Facial thermography is a sensitive tool to determine antihistaminic activity: comparison of levocetirizine and fexofenadine


Michael Larbig MD, Fraunhofer Institute for Toxicology and Experimental Medicine, Nikolai-Fuchs-Str. 1, D −30625 Hanover, Germany.
Tel: + 49 51 1535 0601
E-mail: larbig@item.fraunhofer.de



To assess the antihistaminic activity of levocetirizine and fexofenadine 2 h and 24 h after drug administration using facial thermography and to compare the results with those using well-established parameters of antihistaminic activity in the nose and skin.


This was a randomized, double-blind, three-treatment, three-period, single-dose, cross-over study in healthy males taking levocetirizine 5 mg, fexofenadine 120 mg or placebo. The primary endpoint was nasal skin temperature after nasal histamine challenge recorded for 20 min at 2 and 24 h after drug intake. The secondary endpoints were nasal symptoms and a histamine skin prick test.

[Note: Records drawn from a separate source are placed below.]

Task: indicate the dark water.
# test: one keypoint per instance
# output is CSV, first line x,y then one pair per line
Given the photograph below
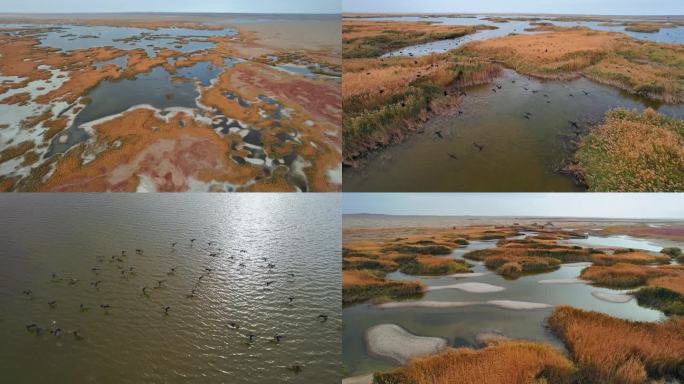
x,y
68,233
156,88
460,326
665,35
519,154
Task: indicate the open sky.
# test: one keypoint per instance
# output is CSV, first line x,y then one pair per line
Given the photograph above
x,y
201,6
606,205
593,7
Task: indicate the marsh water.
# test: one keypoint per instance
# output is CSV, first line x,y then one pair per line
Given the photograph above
x,y
134,340
518,153
665,35
461,326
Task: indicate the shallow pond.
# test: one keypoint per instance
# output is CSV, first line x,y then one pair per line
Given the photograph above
x,y
518,153
460,326
157,88
665,35
70,37
68,234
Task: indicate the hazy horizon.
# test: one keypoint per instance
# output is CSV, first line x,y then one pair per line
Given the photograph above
x,y
646,206
173,6
569,7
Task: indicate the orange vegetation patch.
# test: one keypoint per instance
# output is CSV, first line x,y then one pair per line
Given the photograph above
x,y
140,144
673,280
621,275
558,55
363,285
514,362
615,351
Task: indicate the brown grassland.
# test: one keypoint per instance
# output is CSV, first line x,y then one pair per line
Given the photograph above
x,y
633,152
621,275
615,351
514,362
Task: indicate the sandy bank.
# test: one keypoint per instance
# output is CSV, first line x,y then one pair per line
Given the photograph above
x,y
469,287
612,297
393,342
572,280
363,379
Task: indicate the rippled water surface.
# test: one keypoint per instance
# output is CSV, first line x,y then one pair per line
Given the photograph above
x,y
665,35
134,341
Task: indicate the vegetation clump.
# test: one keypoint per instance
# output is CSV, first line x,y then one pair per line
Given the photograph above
x,y
662,299
632,151
430,265
616,351
671,251
514,362
620,275
363,285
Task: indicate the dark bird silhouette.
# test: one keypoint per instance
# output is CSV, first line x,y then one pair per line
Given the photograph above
x,y
77,334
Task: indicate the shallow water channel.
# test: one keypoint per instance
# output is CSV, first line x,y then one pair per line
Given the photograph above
x,y
460,326
665,35
519,153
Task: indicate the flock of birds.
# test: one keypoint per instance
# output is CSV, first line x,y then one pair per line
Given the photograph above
x,y
526,115
129,271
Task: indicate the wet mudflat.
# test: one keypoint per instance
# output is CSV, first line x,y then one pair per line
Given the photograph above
x,y
512,135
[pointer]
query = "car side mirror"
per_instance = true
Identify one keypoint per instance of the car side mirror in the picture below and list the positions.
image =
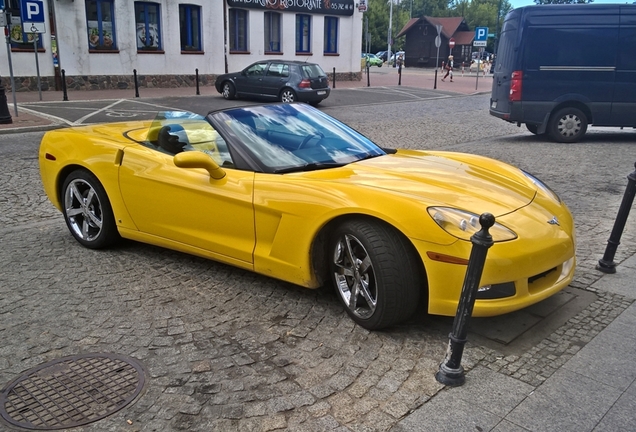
(196, 159)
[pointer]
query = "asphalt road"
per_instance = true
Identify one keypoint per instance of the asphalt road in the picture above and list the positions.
(225, 349)
(110, 110)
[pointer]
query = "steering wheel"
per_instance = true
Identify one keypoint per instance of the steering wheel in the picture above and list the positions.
(308, 138)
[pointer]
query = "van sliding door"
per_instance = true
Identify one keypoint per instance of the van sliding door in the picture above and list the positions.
(624, 105)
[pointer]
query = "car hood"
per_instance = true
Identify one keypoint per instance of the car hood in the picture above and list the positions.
(463, 181)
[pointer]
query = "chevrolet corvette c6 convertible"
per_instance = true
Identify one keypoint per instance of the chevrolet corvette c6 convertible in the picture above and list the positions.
(292, 193)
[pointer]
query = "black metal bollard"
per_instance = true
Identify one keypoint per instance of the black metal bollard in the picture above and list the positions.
(5, 115)
(450, 370)
(64, 93)
(136, 83)
(607, 264)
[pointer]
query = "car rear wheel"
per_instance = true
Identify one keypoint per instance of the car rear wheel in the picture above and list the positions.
(568, 125)
(287, 95)
(87, 211)
(228, 91)
(375, 273)
(532, 128)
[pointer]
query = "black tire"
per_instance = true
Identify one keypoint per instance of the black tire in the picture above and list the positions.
(87, 211)
(287, 95)
(228, 91)
(532, 128)
(567, 125)
(374, 255)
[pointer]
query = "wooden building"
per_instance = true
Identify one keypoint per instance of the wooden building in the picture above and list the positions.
(420, 46)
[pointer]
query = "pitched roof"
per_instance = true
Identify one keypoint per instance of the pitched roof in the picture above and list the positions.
(449, 25)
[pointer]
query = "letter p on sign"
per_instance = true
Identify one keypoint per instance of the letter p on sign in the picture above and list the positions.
(32, 10)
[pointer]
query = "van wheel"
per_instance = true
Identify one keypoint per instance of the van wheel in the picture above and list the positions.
(568, 125)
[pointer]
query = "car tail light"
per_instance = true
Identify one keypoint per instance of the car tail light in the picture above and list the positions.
(515, 86)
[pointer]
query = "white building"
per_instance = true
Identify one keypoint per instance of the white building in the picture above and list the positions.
(99, 43)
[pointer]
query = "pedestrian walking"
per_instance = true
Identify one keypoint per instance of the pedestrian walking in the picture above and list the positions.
(449, 68)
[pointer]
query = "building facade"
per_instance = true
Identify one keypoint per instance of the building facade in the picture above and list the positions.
(102, 44)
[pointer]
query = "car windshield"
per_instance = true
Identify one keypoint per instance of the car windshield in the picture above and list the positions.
(172, 132)
(294, 137)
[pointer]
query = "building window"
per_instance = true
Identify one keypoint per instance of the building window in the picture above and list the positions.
(190, 26)
(100, 24)
(19, 39)
(272, 32)
(238, 30)
(303, 33)
(148, 28)
(331, 35)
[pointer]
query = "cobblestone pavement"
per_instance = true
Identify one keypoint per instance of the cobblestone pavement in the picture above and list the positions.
(228, 350)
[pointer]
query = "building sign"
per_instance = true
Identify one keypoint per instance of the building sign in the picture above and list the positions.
(324, 7)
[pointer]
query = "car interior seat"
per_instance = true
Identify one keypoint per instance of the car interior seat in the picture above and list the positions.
(172, 138)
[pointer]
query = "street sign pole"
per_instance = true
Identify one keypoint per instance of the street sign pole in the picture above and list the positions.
(438, 42)
(37, 62)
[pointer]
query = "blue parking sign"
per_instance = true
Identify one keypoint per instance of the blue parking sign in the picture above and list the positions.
(32, 11)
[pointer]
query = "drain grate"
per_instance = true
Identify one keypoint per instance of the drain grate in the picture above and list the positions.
(71, 391)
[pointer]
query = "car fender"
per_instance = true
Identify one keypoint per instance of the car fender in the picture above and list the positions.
(62, 151)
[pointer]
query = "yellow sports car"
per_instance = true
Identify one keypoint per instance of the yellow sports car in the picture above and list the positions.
(290, 192)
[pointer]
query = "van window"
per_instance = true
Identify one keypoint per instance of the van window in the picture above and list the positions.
(574, 48)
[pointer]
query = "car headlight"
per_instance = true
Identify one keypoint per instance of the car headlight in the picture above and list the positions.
(463, 224)
(538, 183)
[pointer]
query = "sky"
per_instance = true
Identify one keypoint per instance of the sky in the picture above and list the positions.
(519, 3)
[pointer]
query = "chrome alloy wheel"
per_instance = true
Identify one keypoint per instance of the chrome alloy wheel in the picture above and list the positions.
(355, 277)
(83, 210)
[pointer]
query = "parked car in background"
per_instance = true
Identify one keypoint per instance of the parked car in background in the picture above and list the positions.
(372, 59)
(281, 80)
(396, 55)
(561, 68)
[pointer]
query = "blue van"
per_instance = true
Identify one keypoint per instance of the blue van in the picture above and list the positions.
(560, 68)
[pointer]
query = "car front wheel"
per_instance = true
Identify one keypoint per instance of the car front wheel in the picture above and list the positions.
(87, 211)
(287, 95)
(375, 272)
(568, 125)
(228, 91)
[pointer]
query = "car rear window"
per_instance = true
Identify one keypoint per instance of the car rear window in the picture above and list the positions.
(312, 71)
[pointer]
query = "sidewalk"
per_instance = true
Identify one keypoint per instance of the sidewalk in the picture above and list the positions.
(27, 120)
(595, 390)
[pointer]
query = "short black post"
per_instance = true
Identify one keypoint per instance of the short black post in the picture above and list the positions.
(5, 115)
(64, 93)
(450, 371)
(136, 83)
(607, 264)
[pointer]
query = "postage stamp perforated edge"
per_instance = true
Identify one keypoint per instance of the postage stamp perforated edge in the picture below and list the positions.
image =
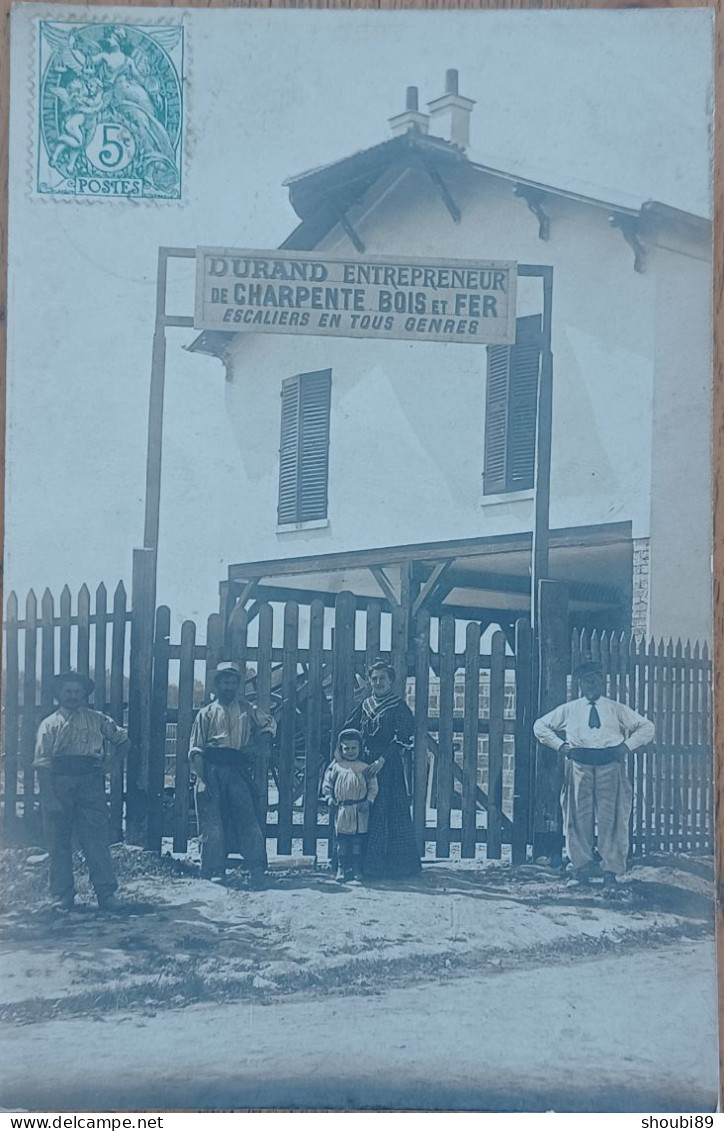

Thirty subjects were randomized. At 2 h after drug intake the inhibition of the nasal temperature increase from baseline was not significantly different between levocetirizine and fexofenadine. At 24 h it was significantly more pronounced after levocetirizine than fexofenadine (difference: least-squares mean: −0.13 °C; P ≤ 0.024, 95% CI −0.24, −0.02). Both drugs significantly reduced (≤ 0.001) the mean temperature increase from baseline compared with placebo at 2 and 24 h (least-squares mean increase and (95% CI): levocetirizine, −0.28 °C (−0.42, −0.14) and −0.32 °C (−0.43, −0.21); fexofenadine −0.35 °C (−0.49, −0.21) and −0.19 °C (−0.30, −0.08), respectively). Results of nasal symptom score and wheal and flare were consistent with the thermography results.


Facial thermography is an objective, non-invasive and sensitive method to study antihistaminic activity at the nose level. Levocetirizine and fexofenadine demonstrate the same activity at 2 h after drug intake, but levocetirizine has a more sustained activity at 24 h.